UT Austin professor uses AI to turn soundscapes into landscapes

By Becky Fogel

Published December 13, 2024 at 4:00 PM CST

An AI created image on right. The image was created from a video posted to YouTube with sound. The image at left is the original soundscape and what the environment was at the time the audio was used to create the AI image.

I know this is a funny thing to ask a reader right out of the gate, but close your eyes for a minute and picture a bustling city with crowded sidewalks and congested streets. What sounds come to mind? Maybe honking horns, whooshing vehicles and even some yelling?

Yuhao Kang, an assistant professor of geography and the environment at UT Austin, says we often underestimate how much sound contributes to our sense of place. When Kang and I spoke via Zoom, he played two audio clips before showing me three images. He then asked me to match the sounds I heard with the correct images.

“I’m sure that when you were hearing these sounds you could imagine the scenes,” he said.

I could. The first serene audio clip he played was associated with an image of a park, while the second, much noisier audio clip was linked to an image of a city’s downtown.

Kang and his fellow researchers wanted to see if they could train artificial intelligence to do what I had just done – use sound to conjure an accurate image of a specific place.

“We are curious whether we can integrate AI, or use AI, to understand our human experiences, especially those subjective experiences,” he said.

To figure this out, the researchers paired still images from videos with an audio clip from the same videos and used that to train an AI model to associate certain sounds with certain places.

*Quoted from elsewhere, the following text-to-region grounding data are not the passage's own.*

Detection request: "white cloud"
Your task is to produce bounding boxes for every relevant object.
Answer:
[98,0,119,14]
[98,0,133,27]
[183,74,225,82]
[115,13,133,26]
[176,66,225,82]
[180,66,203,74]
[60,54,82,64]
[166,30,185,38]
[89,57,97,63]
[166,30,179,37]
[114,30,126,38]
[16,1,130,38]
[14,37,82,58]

And it worked. The AI model translated the audio data into images that were similar to the original ones.

To further check the accuracy of the results, the researchers asked people to match audio clips to their corresponding AI-generated images. The participants correctly matched the sounds and images 80% of the time, which Kang said is pretty high. But, he added, there are still some inaccuracies in the AI-generated images.

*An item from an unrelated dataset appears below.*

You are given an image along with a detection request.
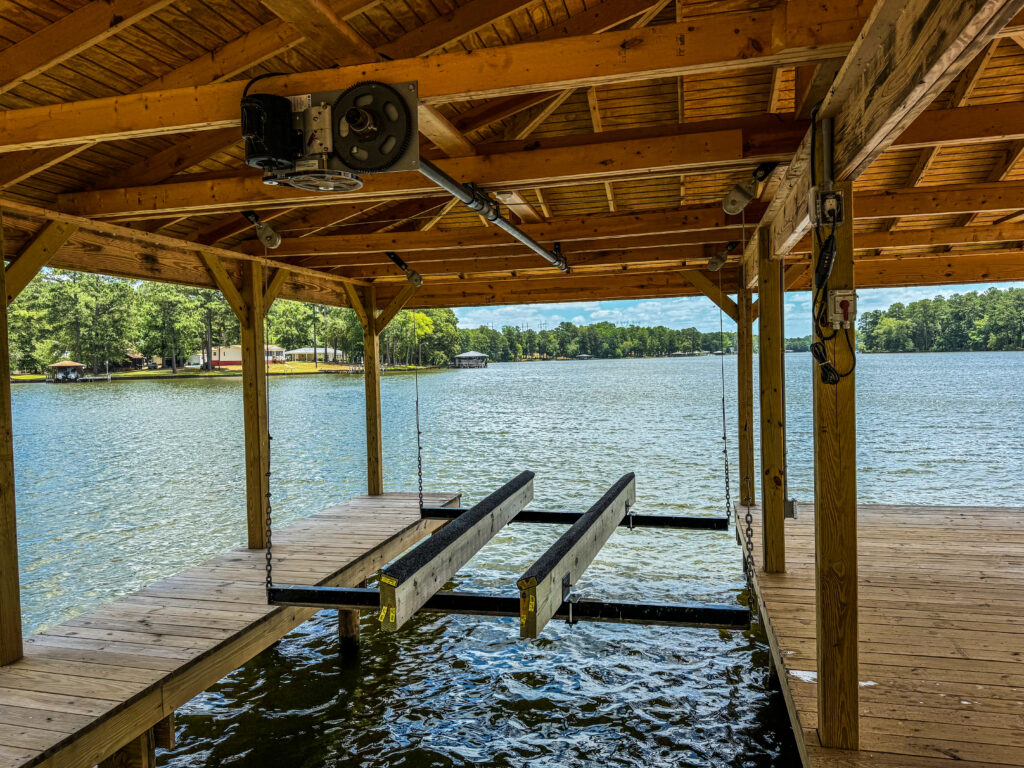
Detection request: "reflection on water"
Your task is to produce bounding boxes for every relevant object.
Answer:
[11,353,1024,767]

“If you look at this carefully, there are still some blurred regions, or blurred pixels,” he said.

The results of Kang’s research is published in the journal Computers, Environment and Urban Systems. He and his fellow researchers said their research is significant for a few reasons. For one thing, it adds to existing research about how we develop a sense of place through both auditory and visual perceptions, which he said are often studied separately. Secondly, they came up with a new way to turn soundscapes into images.

Kang said this research also has practical applications.

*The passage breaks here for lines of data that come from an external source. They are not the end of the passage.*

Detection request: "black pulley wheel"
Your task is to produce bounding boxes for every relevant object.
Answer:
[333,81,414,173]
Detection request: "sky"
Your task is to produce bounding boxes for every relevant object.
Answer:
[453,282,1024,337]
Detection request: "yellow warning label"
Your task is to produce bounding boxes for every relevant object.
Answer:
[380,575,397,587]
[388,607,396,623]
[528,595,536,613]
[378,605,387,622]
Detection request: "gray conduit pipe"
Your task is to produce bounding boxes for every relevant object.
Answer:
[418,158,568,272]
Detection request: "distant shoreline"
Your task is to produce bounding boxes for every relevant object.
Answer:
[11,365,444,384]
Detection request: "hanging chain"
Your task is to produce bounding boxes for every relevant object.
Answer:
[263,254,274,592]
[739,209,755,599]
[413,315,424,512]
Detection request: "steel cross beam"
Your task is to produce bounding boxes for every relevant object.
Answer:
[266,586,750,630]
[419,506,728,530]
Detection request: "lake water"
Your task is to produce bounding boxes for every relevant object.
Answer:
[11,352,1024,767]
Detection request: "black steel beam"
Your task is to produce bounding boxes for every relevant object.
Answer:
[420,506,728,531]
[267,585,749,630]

“For instance, one application could be to understand our soundscape environment to reduce noise,” he said. “Noise is one key factor in urban planning.”

The AI-created image at right was generated using sound from a video posted on YouTube. The image at left is the original scene from the video.

Kang said the research could also be used to develop more multisensory experiences so that when you go to a museum, you’re not just looking at art but you may also hear audio associated with it. In fact, they are working on another algorithm that uses images to create sounds.

While the results of the study have practical applications, there is also a more existential one.

“We hope that AI can advance our understanding of ourselves,” Kang said.